Quindi, la richiesta dell'amministratore nel Suo caso, se coerente con quanto approvato in assemblea, può essere legittima.
Per quanto riguarda invece le spese legali che il condominio ha sostenuto e sosterrà per il recupero delle somme dovute dal condomino moroso, occorre fare una distinzione:
- se il condominio dovesse essere soccombente nella causa intentata contro il condomino moroso (ad esempio perchè il condomino riesce a dimostrare che la pretesa del condominio non era corretta), quanto eventualmente dovuto al condomino vittorioso (in linea di massima si tratterà delle spese sostenute per la propria difesa) sarebbe a carico del condomino che ha acquistato l'unità immobiliare in condominio al momento della conclusione della vicenda giudiziaria attualmente in corso, quindi, in questo caso, Lei stesso;
- se il condominio invece vede riconosciute le proprie pretese, le spese legali - tra venditore e acquirente di una unità immobiliare in condominio - competono a quello tra i due che era condomino nel momento in cui il condominio ha deliberato in assemblea l'avvio dell'azione legale nei confronti del moroso, perché l'obbligo di pagare quanto fatturato dal difensore sorge nel momento del conferimento del mandato che avviene a seguito della delibera assembleare (Corte di Cassazione sentenza n. 22034/2008). Se la delibera era antecedente al 2012, il condominio chiederà a Lei validamente la copertura di tali spese, ma, a Sua volta, Lei potrà pretenderne la restituzione da chi Le ha venduto l'immobile; potrebbe darsi che l'amministratore abbia avviato l'azione legale nei confronti del condomino moroso autonomamente, quindi senza approvazione dell'assemblea. Questo è possibile perchè il recupero del credito del condominio rientra tra i suoi compiti specifici. In questo caso il riferimento è alla esecuzione del mandato da parte dell'avvocato.

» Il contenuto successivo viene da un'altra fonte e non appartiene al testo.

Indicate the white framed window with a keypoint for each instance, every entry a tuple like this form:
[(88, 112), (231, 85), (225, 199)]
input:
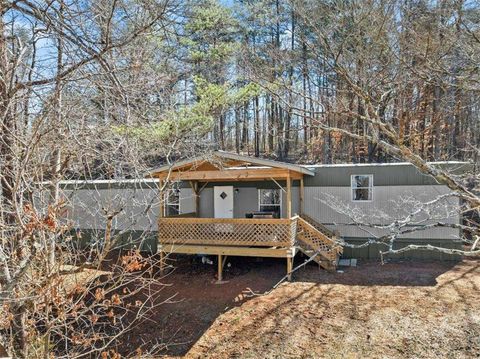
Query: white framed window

Quindi, nel Suo caso, le attività di tutela legale svolte dopo l'acquisto dell'immobile da parte Sua, saranno di Sua competenza, quelle precedenti saranno di competenza di chi Le ha venduto l'immobile (Corte di Cassazione sentenza n. 24654/2010).
Domanda
In un condominio ho il mio posto auto privato di mia esclusiva proprietà delimitato e con un muro di fondo. Si trova in un garage che serve 5 palazzi in linea per 160 condomini. Ho messo sul fondo in un posto che non disturba nessuno il mio piccolo kayak in plastica (nè ingombrante nè inquinante). I condomini potrebbero comunque obbligarmi a toglierlo?
Risposta di Antonio Romano
Il posto auto delimitato di proprietà privata può essere goduto liberamente dal proprietario anche per il deposito di attrezzature sportive, a condizione che non si creino situazioni di disturbo o di pericolo. Occorre comunque verificare il regolamento di condominio "contrattuale", se esiste, ossia quello allegato al rogito o da questo richiamato dove potrebbero essere validamente contenuti limiti, variamente configurati, al godimento delle parti di proprietà privata.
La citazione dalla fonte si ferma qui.